Ceux qui n’apprécient pas, telle Marion Maréchal, que le pape fasse de la politique auront encore des raisons de grimper aux rideaux. Dans un texte publié ce mercredi 4 octobre (une exhortation apostolique dans le jargon de l’Eglise catholique), le jésuite argentin plaide, à quelques semaines de l’ouverture de la COP 28 de Dubaï, pour «une accélération marquée de la transition énergétique, avec des engagements effectifs et susceptibles d’un suivi permanent.» Inquiet de l’accélération du changement climatique, en particulier des effets qu’il a sur les plus pauvres, le chef de l’Eglise catholique interpelle fortement, dans un texte très politique, la communauté internationale. «Nous devons cesser de sembler être conscients du problème mais n’ayant pas, dans le même temps, le courage de faire des changements substantiels», écrit-il dans cette exhortation apostolique intitulée Laudate Deum (Louez Dieu).
Annoncé cet été, ce texte pontifical est une suite à l’encyclique Laudato si, publiée en 2015, la première consacrée à l’écologie par un pape.

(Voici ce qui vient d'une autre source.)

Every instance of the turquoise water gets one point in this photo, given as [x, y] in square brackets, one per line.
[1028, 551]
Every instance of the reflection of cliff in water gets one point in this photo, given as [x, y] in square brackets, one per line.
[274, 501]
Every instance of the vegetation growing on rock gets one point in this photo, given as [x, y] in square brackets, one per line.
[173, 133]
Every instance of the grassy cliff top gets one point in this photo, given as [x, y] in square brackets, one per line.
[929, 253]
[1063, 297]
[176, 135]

François a estimé nécessaire de compléter l’analyse et de tirer le bilan, huit ans après la parution de ce texte historique qui a profondément marqué la jeune génération catholique, très investie dans les questions de défense de l’environnement. Selon plusieurs experts, Laudato si avait aussi pesé sur les discussions de la COP 21, qui avait eu lieu à Paris quelques mois après sa parution.
Une dénonciation du climatoscepticisme
Pour le pape, qui dénonce une forme d’inertie des gouvernants, le constat est inquiétant. «Le monde qui nous accueille s’effrite et s’approche peut-être d’un point de rupture. Quoi qu’il en soit de cette éventualité, il ne fait aucun doute que l’impact du changement climatique sera de plus en plus préjudiciable à la vie et aux familles de nombreuses personnes», décrit François, concluant que la «situation est en train de devenir encore plus urgente».

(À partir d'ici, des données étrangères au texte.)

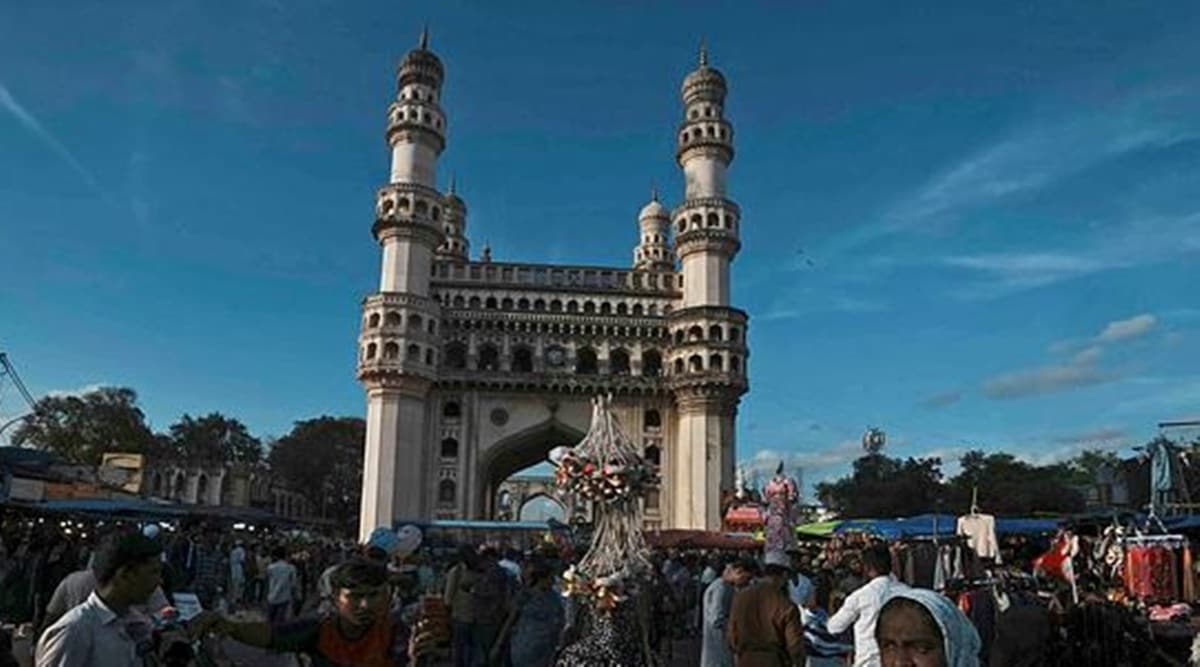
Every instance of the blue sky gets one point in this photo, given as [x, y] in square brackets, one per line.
[1000, 202]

Le jésuite argentin dénonce vigoureusement les «climatosceptiques», regrettant «certaines opinions méprisantes et déraisonnables que je rencontre même au sein de l’Eglise catholique». Pour le pape, la responsabilité est globale «face à l’héritage que nous laisserons de notre passage dans ce monde». D’un point de vue philosophique et théologique, François déplore une volonté de toute puissance de l’homme, ce qu’il appelle «le paradigme technocratique» qui se trouve, selon lui, «derrière le processus actuel de dégradation de l’environnement».
Sans le formuler explicitement, le pape s’oppose à une croissance technique continue qui serait, pour certains, la meilleure manière de répondre à la crise climatique. «Les ressources naturelles à la technologie, comme le lithium, le silicium et bien d’autres, ne sont certes pas illimitées, mais le plus grand problème est l’idéologie qui sous-tend une obsession : accroître au-delà de l’imaginable le pouvoir de l’homme, face auquel la réalité non humaine est une simple ressource à son service», estime le pape.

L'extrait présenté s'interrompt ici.